Rabbì Tarfon cercava il modo di investire una certa somma di denaro e Rabbi ‘Akivà gli disse: “Io conosco un metodo infallibile e sicuro per guadagnare una cifra considerevole che darà i suoi frutti all’infinito. Dai a me il denaro che vuoi investire e ti comprerò i campi di un’intera città!”. 

Rabbì Tarfon non capiva molto d’affari e si fidò del suo discepolo. 

Rabbì ‘Akivà andò e divise le monete ricevute tra i poveri della città e li invitò a passare parte del loro tempo a studiare e a insegnare ai loro figli. 

Così avvenne. 

Dopo molto tempo Rabbì Tarfon incontrò Rabbì ‘Akivà. “Hai comprato i campi della città di cui mi avevi parlato?” gli chiese. 

“Certamente!” fu la risposta. “Vieni, ti porto a vederli” I due s’incamminarono finché giunsero alle porte della scuola.

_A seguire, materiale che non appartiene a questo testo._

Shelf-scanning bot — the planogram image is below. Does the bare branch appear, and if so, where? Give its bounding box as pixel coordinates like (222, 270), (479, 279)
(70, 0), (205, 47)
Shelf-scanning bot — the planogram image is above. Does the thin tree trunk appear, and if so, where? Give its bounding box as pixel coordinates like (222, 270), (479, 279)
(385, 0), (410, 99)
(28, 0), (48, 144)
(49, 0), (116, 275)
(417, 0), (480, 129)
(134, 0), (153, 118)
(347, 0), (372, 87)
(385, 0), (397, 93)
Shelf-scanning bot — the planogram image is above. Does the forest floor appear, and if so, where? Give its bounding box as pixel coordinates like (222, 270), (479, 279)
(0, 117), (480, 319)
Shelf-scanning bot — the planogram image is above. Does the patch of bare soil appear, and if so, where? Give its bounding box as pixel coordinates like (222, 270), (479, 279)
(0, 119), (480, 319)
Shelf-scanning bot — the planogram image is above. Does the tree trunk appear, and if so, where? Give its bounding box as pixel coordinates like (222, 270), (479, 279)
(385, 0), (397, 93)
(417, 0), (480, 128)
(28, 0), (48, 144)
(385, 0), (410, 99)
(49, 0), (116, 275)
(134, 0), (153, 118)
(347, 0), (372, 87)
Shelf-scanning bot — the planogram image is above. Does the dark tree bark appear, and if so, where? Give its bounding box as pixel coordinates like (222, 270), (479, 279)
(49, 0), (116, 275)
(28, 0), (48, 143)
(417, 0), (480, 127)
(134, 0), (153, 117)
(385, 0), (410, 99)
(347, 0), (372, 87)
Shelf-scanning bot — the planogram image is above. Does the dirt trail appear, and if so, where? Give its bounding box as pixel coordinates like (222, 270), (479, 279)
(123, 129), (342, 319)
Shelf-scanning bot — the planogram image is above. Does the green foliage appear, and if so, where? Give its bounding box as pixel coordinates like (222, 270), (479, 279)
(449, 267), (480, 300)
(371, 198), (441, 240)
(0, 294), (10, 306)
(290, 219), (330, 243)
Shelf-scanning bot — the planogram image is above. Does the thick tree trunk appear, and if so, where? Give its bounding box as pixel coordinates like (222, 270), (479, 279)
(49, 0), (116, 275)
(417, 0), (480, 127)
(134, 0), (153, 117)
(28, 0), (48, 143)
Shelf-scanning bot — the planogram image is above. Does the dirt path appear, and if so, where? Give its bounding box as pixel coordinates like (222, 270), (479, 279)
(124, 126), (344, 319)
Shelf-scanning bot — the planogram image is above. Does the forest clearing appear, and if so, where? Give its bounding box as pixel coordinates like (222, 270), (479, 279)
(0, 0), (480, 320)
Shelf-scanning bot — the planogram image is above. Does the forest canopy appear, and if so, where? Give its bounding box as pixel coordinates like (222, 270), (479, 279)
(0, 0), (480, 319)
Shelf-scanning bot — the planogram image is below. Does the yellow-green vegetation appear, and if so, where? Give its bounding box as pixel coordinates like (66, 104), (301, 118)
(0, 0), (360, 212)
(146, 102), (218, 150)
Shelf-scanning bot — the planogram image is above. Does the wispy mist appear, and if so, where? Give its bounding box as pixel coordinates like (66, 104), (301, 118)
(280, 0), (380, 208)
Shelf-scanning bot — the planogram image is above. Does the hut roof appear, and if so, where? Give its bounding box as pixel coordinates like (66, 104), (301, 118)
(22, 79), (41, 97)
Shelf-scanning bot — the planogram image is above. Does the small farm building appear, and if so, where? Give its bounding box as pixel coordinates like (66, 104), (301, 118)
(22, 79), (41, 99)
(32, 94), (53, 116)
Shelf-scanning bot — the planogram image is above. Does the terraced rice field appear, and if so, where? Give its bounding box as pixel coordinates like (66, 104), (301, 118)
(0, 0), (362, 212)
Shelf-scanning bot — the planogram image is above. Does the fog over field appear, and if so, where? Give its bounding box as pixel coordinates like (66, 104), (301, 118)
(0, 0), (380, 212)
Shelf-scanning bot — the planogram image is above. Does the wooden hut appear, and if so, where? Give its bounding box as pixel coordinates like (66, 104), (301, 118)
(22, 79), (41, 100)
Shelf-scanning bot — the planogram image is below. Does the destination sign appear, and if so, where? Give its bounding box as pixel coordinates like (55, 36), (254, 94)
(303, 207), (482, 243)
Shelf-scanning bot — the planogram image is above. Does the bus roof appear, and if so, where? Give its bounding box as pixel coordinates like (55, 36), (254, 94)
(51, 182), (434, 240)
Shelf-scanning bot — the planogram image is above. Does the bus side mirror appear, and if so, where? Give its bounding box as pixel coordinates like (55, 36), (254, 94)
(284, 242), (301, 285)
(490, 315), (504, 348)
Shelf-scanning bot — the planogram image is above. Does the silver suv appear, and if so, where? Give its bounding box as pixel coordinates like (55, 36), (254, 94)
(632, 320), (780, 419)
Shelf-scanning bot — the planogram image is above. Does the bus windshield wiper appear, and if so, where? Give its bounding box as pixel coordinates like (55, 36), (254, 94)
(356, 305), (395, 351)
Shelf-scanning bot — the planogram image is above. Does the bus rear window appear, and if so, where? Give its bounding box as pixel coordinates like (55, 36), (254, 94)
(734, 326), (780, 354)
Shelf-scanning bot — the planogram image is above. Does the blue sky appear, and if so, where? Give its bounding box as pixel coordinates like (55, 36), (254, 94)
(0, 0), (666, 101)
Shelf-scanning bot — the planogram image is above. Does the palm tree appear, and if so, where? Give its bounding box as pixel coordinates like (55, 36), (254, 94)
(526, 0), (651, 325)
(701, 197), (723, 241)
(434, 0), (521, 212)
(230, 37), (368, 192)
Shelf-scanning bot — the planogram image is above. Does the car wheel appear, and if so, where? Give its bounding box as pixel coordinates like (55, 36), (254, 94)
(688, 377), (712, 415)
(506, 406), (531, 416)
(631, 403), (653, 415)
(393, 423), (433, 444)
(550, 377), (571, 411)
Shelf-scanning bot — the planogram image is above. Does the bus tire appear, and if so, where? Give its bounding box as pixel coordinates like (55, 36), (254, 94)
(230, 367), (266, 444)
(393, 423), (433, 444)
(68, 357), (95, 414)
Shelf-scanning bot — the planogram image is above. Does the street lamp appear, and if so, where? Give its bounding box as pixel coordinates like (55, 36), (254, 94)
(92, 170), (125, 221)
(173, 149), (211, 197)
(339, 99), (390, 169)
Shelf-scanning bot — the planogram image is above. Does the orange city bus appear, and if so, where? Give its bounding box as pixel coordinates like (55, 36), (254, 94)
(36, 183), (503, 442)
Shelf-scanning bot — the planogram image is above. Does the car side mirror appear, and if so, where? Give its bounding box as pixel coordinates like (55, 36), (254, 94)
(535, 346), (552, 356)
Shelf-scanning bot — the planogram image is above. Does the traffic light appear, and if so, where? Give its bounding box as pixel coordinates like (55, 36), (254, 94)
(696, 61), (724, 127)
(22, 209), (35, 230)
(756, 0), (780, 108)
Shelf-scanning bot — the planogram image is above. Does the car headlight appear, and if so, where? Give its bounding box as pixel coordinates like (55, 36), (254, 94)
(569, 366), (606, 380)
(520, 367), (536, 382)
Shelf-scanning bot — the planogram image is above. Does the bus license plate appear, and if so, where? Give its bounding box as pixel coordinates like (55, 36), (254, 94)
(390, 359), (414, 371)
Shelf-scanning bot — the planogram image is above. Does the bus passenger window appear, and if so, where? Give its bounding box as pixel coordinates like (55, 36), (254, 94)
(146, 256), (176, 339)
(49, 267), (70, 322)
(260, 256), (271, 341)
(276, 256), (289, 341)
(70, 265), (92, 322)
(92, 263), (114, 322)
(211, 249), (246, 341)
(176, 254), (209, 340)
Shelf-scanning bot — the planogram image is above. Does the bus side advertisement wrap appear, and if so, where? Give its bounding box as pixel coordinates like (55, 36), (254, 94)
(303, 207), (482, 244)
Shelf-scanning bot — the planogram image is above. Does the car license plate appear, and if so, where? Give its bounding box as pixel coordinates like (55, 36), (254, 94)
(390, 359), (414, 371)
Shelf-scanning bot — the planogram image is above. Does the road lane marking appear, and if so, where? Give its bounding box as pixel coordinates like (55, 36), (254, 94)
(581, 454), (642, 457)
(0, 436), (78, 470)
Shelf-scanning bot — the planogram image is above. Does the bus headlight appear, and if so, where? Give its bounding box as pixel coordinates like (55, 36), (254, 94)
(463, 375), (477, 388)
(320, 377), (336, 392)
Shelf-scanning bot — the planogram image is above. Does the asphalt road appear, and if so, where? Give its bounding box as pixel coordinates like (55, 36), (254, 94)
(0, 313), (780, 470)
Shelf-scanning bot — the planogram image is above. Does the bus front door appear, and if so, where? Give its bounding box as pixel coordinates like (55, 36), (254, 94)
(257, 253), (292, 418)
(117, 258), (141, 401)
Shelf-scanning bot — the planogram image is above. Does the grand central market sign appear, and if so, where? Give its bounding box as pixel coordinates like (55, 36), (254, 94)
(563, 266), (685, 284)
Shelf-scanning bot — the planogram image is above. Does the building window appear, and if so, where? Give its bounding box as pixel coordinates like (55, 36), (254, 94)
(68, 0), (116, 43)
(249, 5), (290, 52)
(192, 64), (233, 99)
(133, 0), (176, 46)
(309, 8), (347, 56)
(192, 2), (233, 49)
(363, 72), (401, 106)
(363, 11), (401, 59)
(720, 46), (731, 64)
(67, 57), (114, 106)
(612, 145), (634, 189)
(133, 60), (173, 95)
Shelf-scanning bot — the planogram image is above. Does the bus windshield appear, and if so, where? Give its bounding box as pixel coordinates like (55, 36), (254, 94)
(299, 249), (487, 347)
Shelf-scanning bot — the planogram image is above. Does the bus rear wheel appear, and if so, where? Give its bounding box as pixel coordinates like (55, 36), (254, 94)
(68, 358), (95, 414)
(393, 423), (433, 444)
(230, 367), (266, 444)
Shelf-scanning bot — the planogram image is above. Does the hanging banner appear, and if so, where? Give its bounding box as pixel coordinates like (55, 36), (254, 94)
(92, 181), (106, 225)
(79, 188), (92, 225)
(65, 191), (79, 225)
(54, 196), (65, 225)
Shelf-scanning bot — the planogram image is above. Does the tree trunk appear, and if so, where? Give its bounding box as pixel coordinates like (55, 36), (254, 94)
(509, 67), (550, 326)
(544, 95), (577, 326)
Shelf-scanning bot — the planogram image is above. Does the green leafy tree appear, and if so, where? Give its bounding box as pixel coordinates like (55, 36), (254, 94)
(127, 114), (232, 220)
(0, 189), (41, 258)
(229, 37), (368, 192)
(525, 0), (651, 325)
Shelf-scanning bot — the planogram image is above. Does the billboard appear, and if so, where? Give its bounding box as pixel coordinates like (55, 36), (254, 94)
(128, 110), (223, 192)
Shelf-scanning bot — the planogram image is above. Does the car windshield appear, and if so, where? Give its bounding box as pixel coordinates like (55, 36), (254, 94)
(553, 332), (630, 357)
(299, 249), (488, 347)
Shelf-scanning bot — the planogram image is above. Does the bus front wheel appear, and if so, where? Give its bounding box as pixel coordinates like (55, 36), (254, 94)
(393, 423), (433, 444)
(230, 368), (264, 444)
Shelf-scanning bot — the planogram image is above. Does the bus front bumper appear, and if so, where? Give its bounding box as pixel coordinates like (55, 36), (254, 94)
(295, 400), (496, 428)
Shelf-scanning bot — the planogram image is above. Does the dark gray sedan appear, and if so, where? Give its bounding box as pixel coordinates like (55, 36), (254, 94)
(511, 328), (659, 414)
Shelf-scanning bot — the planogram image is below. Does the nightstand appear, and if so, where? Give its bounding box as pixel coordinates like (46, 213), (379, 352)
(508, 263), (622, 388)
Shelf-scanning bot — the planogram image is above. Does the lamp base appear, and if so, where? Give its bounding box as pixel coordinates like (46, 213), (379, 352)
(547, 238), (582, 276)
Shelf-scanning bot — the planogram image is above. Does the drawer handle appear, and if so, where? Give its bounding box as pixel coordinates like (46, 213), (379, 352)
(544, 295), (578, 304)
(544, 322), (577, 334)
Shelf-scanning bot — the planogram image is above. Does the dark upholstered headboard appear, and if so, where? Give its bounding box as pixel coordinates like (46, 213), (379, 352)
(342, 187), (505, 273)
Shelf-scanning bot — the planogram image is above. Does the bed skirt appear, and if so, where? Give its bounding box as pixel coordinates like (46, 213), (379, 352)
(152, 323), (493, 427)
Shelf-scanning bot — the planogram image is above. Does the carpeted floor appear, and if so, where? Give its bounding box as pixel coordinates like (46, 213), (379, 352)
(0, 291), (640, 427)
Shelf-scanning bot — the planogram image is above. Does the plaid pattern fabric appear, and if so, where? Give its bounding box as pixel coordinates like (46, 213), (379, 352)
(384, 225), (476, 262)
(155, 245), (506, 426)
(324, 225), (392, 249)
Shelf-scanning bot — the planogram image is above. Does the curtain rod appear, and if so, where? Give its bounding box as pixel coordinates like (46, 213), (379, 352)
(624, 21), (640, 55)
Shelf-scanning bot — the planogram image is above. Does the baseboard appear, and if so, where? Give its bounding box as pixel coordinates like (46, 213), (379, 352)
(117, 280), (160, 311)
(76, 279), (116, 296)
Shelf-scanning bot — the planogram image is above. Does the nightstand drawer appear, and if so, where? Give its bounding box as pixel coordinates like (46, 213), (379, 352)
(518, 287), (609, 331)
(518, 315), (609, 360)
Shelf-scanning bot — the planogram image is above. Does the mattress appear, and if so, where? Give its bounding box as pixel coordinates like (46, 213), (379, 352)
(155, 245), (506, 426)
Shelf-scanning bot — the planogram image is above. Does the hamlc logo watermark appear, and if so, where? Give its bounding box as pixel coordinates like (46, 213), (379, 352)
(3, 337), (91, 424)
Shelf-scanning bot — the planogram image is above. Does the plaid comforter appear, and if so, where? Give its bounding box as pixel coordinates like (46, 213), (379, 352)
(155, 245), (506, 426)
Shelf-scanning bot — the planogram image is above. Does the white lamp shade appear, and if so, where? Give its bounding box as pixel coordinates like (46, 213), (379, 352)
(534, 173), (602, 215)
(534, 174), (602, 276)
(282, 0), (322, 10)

Entrarono e Rabbi Tarfon si trovò in un’aula gigantesca piena di giovani e anziani che studiavano

Torà con grande gioia. “Dove sono i terreni e la frutta che mi hai promesso?” – chiese. “Ma sono questi” – gli rispose ‘Akivà – “te ne darò la prova”. Chiamò un bambino e gli disse: “Leggi questo passo dal libro dei Salmi: Colui che dona il suo avere ai miseri ne godrà i frutti in eterno”.

Ecco, Maestro, la terra e la frutta è tutta qui. Il merito di tutto ciò che vedi varrà in eterno per te e per i tuoi discendenti”.

Rabbì Tarfon capì la lezione. Si alzò e baciò Rabbì ‘Akivà sul capo e gli disse: “Che tu sia benedetto per l’immenso profitto che mi hai permesso di guadagnare”.